The latest Residential Property Price Index (RPPI) released from the CSO shows that Irish residential prices rose 0.9% m/m in March, snapping a two month run of falling prices.
Prices were 16.8% y/y above year-earlier levels, the highest annual change in the history of the series (which dates back to 2005).
Data for the sub-indices of the RPPI show that Dublin led the way in March, with prices rising 1.1% m/m and 22.8% y/y last month. Outside of the capital prices rose 0.7% m/m and 10.7% y/y.
Having troughed in early 2013, national residential property prices have rebounded by 25.9%. Despite this move, they remain 38.2% below peak levels. Dublin prices, which have recovered by 44.0% from their lows, are now 38.7% below their all-time high, while National ex Dublin prices, which have improved by 13.9% from the trough, are 41.5% below the previous peak.
We were not overly concerned by the m/m decline in overall prices recorded in the first two months of the year, as we felt that recorded price moves around the turn of the year were likely to be distorted by tax incentives (the CGT exemption for those buying properties and subsequently holding them for seven years expired at end-2014). Another consideration is that the thin volume of transactions (only 2.1% of residential properties in Ireland changed hands last year, of which only about half – the cohort captured by the RPPI – involved a mortgage) at this time warrants a certain health warning around monthly RPPI readings.
Our view has been, and remains, that the path of least resistance for Irish house prices is to the upside, given supportive demand drivers (new household formation, rising employment, higher earnings, lower taxes on income and falling mortgage rates), while residential completions are running at a third of their long term average and less than half of what we would consider a normal level of activity to be. We would not be surprised to see a second successive year of double-digit price increases in Ireland in 2015. This outcome would have important implications for the covered banks (AIB, Bank of Ireland and PTSB), whose provisioning models, broadly speaking, assume a c. 50% peak-to-trough decline in Irish residential prices, which looks cautious compared to where the market is now.

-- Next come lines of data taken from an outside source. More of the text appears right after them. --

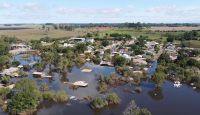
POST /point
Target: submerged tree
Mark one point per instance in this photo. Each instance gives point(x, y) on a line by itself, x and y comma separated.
point(25, 99)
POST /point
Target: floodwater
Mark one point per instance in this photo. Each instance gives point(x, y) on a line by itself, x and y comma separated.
point(166, 100)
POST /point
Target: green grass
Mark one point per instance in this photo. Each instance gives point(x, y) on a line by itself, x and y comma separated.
point(153, 35)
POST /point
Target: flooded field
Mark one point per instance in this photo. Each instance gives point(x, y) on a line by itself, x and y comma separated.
point(166, 100)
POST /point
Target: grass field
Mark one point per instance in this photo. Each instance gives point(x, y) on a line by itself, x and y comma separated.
point(35, 32)
point(134, 32)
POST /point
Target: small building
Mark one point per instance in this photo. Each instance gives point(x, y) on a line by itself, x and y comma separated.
point(19, 46)
point(68, 45)
point(90, 40)
point(77, 40)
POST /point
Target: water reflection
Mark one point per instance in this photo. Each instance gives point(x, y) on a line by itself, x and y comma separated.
point(156, 94)
point(150, 97)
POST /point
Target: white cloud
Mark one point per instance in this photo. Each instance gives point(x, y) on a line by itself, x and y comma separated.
point(5, 6)
point(32, 7)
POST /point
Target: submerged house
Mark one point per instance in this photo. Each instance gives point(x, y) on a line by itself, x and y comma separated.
point(19, 46)
point(78, 40)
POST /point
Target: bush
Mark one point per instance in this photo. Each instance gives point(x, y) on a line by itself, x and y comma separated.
point(98, 103)
point(5, 79)
point(27, 67)
point(15, 63)
point(4, 93)
point(48, 95)
point(26, 97)
point(39, 66)
point(119, 60)
point(133, 109)
point(103, 87)
point(61, 96)
point(113, 98)
point(105, 43)
point(44, 87)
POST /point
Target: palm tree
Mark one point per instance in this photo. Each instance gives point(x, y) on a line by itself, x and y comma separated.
point(63, 64)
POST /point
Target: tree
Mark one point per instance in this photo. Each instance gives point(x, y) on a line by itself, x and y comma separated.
point(98, 103)
point(63, 64)
point(105, 43)
point(80, 47)
point(25, 99)
point(119, 60)
point(4, 60)
point(5, 79)
point(170, 38)
point(113, 98)
point(4, 47)
point(159, 77)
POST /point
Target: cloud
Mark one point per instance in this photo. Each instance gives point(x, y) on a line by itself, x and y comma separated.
point(95, 12)
point(32, 7)
point(174, 10)
point(5, 6)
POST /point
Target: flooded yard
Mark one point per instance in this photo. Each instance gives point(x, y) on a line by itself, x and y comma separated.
point(166, 100)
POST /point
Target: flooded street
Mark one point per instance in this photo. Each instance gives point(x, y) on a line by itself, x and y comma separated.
point(167, 100)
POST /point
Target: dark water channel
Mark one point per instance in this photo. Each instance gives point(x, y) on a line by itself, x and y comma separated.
point(164, 101)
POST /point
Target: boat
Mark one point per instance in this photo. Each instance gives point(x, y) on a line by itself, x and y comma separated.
point(86, 70)
point(177, 84)
point(80, 83)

Retail sales increase in March
The CSO also released retail sales data for March today. These show an improvement in retail sales in both volume (+1.4% m/m and +9.2% y/y) and value (+1.2% m/m and +5.7% y/y) terms last month. The headline retail sales index has now posted 15 successive months of annual growth in both value and volume terms. Stripping out the volatile Motor Trades component reveals that core retail sales were -1.0% m/m and -0.9% m/m in volume and value terms respectively, but still +4.7% y/y and 1.2% y/y.
Data for the 13 subcomponents of the retail sales index continue to show a broad recovery, with 8 posting m/m growth and 10 recording y/y growth in volumes. Sales of so-called ‘big ticket’ items continue to lead the way, with Motor Trades +23.1% y/y, Other Retail Sales (this includes furnishings, jewellery and numismatic purchases) +19.3% y/y, Furniture & Lighting +18.7% y/y, Electrical Goods +11.2% y/y and Hardware, Paint & Glass +10.2% y/y (all in volume terms).
As alluded to above, while some tail risks (chiefly relating to household debt) remain, the prospects for Irish consumers are the strongest that they have been in years. The KBC-ESRI Consumer Sentiment Index improved to a nine year high in January 2015 and this confidence is translating into a surge in consumer discretionary spending. Indeed, another CSO data release today show that Irish residents’ trips overseas rose 13.2% y/y in Q1 2015 (to 1.3m trips). With all that being said, the underperformance of retail sales in value terms relative to volume terms shows that an element of discounting is still needed in order to stimulate some of this extra business.